NEWS24XX.COM – Kematian wanita Kurdi berusia 22 tahun Mahsa Amini di Iran telah memulai revolusi yang telah memasuki minggu ketujuh.
Pada hari Senin, para mahasiswa Universitas Hormozgan di Bandar Abbas meruntuhkan penghalang pemisahan gender di kafetaria, mengirimkan pesan yang kuat kepada pemerintahan Khamenei.
Video insiden itu menjadi viral di platform media sosial dan langsung menarik perhatian banyak orang. Baik siswa laki-laki maupun perempuan terlihat meruntuhkan tembok pemisah untuk menuju sisi lain sambil meneriakkan slogan-slogan kebebasan.
Netizens memuji langkah itu dengan satu mengatakan, “Para siswa ini adalah segalanya,” sementara yang lain menambahkan, “Ini membuat saya menangis. Solidaritas dengan rakyat Iran.”
Iran adalah negara Islam yang sangat konservatif. Setelah berdirinya republik Islam pada tahun 1979, segregasi berbasis gender dalam kehidupan publik telah menjadi norma.
Dari sekolah hingga perguruan tinggi hingga rumah sakit, pria dan wanita harus dipisahkan, dalam upaya untuk mengikuti standar moral masyarakat Islam yang ideal.
Dengan meruntuhkan tembok, para pengunjuk rasa mengirimkan pesan bahwa penindasan semacam itu tidak boleh lagi berlanjut.

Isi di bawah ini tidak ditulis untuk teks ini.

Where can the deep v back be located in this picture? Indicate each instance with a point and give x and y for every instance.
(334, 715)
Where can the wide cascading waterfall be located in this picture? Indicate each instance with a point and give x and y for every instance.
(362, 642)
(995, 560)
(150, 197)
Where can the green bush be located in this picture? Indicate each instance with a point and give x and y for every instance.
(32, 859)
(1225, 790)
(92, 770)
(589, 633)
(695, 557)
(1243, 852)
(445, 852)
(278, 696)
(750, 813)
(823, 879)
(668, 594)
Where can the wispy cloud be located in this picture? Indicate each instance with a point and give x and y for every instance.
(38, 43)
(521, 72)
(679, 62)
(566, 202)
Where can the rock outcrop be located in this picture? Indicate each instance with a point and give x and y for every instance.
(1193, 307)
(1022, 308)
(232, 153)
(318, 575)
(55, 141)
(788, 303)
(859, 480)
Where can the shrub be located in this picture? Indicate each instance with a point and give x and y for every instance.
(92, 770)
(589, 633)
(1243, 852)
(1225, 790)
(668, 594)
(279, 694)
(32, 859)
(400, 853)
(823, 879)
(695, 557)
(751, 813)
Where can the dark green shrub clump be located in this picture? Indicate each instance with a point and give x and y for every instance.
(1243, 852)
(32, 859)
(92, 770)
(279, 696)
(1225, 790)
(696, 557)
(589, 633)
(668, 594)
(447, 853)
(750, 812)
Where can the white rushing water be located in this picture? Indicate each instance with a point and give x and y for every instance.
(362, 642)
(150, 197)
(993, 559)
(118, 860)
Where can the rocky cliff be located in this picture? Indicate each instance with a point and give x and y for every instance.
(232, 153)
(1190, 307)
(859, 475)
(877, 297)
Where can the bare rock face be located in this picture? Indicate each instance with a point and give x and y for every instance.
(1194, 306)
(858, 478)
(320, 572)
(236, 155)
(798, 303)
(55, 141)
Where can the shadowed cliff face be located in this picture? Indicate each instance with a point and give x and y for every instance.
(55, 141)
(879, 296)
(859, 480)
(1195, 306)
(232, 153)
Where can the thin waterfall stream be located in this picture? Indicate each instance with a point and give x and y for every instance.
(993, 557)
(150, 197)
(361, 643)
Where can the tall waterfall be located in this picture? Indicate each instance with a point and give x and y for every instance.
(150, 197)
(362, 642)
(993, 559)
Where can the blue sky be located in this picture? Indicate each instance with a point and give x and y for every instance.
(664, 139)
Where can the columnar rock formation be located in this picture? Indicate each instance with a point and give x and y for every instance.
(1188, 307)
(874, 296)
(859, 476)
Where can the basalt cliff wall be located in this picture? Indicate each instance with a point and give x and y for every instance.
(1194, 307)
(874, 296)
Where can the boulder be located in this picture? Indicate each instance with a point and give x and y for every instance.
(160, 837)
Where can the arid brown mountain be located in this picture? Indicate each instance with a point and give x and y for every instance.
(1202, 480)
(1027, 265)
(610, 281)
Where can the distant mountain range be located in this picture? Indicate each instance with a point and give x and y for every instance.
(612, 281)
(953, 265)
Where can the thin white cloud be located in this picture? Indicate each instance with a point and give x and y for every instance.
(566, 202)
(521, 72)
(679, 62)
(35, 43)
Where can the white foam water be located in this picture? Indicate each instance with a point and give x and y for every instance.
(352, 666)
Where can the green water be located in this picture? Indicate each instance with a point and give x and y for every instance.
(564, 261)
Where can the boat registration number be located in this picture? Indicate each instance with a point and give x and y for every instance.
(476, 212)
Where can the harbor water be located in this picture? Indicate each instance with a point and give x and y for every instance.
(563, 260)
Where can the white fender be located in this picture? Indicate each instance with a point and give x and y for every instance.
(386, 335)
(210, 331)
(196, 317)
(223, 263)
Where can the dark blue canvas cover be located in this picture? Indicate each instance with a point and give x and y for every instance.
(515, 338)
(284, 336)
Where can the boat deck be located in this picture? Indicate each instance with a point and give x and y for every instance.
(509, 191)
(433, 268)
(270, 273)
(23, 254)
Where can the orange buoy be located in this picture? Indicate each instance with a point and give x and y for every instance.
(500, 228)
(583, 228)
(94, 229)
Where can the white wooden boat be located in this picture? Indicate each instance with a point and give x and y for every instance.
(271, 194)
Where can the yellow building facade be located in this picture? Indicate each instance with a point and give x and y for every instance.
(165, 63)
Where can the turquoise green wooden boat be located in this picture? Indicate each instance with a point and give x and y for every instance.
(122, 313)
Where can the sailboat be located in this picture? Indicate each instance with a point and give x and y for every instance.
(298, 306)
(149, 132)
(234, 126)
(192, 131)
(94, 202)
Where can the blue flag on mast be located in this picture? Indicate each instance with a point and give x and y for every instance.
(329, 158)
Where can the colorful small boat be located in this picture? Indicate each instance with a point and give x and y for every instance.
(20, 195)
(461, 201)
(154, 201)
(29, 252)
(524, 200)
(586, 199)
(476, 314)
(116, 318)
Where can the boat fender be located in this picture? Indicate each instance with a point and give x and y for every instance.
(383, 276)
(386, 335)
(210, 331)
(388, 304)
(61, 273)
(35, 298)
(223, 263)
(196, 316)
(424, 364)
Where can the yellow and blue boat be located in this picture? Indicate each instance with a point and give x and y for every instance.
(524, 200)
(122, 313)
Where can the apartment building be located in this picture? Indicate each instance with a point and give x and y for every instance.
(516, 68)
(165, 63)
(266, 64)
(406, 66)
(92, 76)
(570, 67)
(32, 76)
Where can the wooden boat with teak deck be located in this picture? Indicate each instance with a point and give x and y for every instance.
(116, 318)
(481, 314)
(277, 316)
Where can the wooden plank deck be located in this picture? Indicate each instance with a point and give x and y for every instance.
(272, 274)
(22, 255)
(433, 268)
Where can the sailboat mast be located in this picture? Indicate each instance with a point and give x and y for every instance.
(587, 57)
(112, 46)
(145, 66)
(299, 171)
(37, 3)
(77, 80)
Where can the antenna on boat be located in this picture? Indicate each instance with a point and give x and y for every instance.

Pemerintah Iran, yang awalnya menganggap enteng protes, juga tampak bingung.
Seperti dilansir WION, pada hari Senin, pemerintah Iran mengatakan bahwa 1.000 orang akan menghadapi persidangan publik di ibu kota Teheran atas dugaan keterlibatan mereka dalam protes nasional.
“Mereka yang berniat untuk menghadapi dan menumbangkan rezim bergantung pada orang asing dan akan dihukum sesuai dengan standar hukum,” kata kepala kehakiman Iran, Gholam-Hossein Mohseni Ejei.
Menurut aktivis hak asasi manusia di Iran, protes telah mempengaruhi lebih dari 125 daerah; setidaknya 270 orang telah meninggal dan hampir 14.000 telah dipenjara.